Anne lächelte seinen Wunsch beiseite und küsste ihn erneut. Ihre Hände fuhren über seinen Po und drückten ihn fest an sich. Sie begann, ihn mit unendlich zärtlichen Berührungen im Schritt zu streicheln.

Nur wenige Augenblicke dauerte es, dann waren sie beide nackt. Anne war eine Zauberin. Jeder Handgriff saß, jede Bewegung steigerte seine Lust noch mehr.

»Mach es jetzt! Bitte!«

Robert packte ihr kreisendes Becken und zog es an sich. Er drang ihn sie ein. Langsam, mit aller Geduld, die ihm sein gemarterter Verstand gestattete. Er streichelte ihre Brüste, den Warzenhof, wühlte sich in ihren Hals, biss sie in den Nacken.

Anne stöhnte leise. Anmutig, als empfände sie sein Eindringen als Akt besonderer Höflichkeit. »Es ist wunderschön!«, murmelte sie. Ihr Körper wand sich wie der einer Schlange. Sie massierte ihn durch ihre Bewegungen auf eine Art, wie er es niemals zuvor erlebt hatte.

Kein Wunder!, dachte der kleine Störenfried in seinem Verstand. Die Zahl der Sexualkontakte, die du seit ... damals hattest, schrammt haarscharf an der Null entlang.

Robert hob seinen Oberkörper ein Stückchen an und verlangsamte sein Tempo. Er betrachtete Anne; wie sie sich mit absurder Intensität von ihm befriedigen ließ. Sie schien von innen heraus zu strahlen, wurde zu einer Göttin der Lust. Alles an ihr war Liebe, Verlangen, Zärtlichkeit. Keine Berechnung war da zu sehen, kein »Jetzt mach schon, ich habe nicht die ganze Nacht Zeit!«, kein Unverständnis für seine Ungeschicklichkeit.
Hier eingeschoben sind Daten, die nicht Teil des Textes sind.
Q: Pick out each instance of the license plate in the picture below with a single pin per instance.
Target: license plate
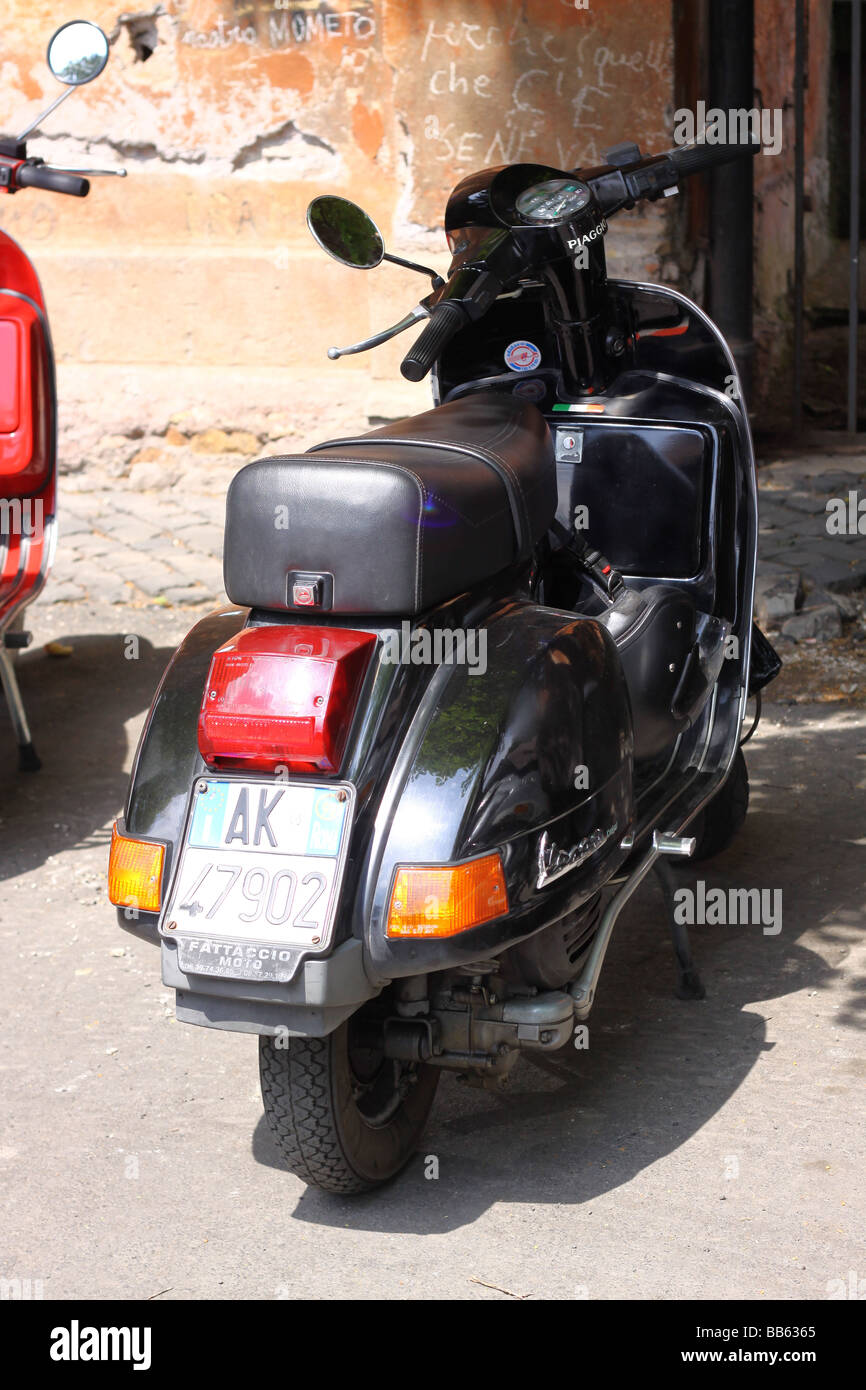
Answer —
(259, 876)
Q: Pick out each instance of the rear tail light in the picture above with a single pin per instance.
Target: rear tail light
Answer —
(282, 697)
(433, 901)
(135, 873)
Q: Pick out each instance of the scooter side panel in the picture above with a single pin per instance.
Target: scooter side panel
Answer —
(537, 744)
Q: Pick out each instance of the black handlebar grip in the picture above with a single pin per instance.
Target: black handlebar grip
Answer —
(445, 321)
(34, 175)
(694, 159)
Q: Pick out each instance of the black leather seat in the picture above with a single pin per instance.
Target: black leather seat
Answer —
(399, 519)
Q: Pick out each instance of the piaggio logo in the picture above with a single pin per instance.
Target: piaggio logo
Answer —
(590, 236)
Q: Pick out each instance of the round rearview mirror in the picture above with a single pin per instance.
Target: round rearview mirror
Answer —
(344, 231)
(78, 52)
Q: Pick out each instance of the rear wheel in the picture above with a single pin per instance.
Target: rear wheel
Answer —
(719, 822)
(344, 1116)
Anne Lanschie genoss. Sie gab ihm das Gefühl, in diesen Minuten der wichtigste Punkt des Universums zu sein. Sie schenkte ihm: Glück.

Und sie war selbst Glück.

»Das war unglaublich!«, flüsterte Robert. Mit dem Handrücken streichelte er Anne über eine Wange und hauchte ihr einen Kuss zu.

Sie lächelte, schmiegte sich an seine Schulter und reichte ihm ihre halb gerauchte Zigarette. Diese einfache Geste erschien ihm als intimer Akt sondergleichen. Als wollte sie sagen, dass sie von nun an alles mit ihm teilen wollte.

Robert blickte sich um. Irgendwie waren sie doch noch im Bett gelandet. Eine staubige Decke wärmte sie, am wackeligen Nachtkästchen brannte ein schwaches Licht.

Anne legte wohl nicht viel Wert auf Einrichtung. Mehrere Keramikvasen mit geschmacklosem Artdéco-Muster standen auf dem Boden. Plastikblumen steckten darin; manche von ihnen waren abgeknickt, andere von der Sonne ausgebleicht. Ein riesiger Glas- Aschenbecher neben dem zentralen, runden Tisch war fast bis zur Hälfte gefüllt. Ein aufgeklappter Pizzakarton, aus dem Überbleibsel einer Mahlzeit hervorlugten, hing über den Rand eines abgenutzten Chippendale-Stuhls, und die Tischplatte war mit Essensresten übersät. Das breite Bett stand in der Mitte des Raumes. Als wäre es das Zentrum von Anne Lanschies Leben.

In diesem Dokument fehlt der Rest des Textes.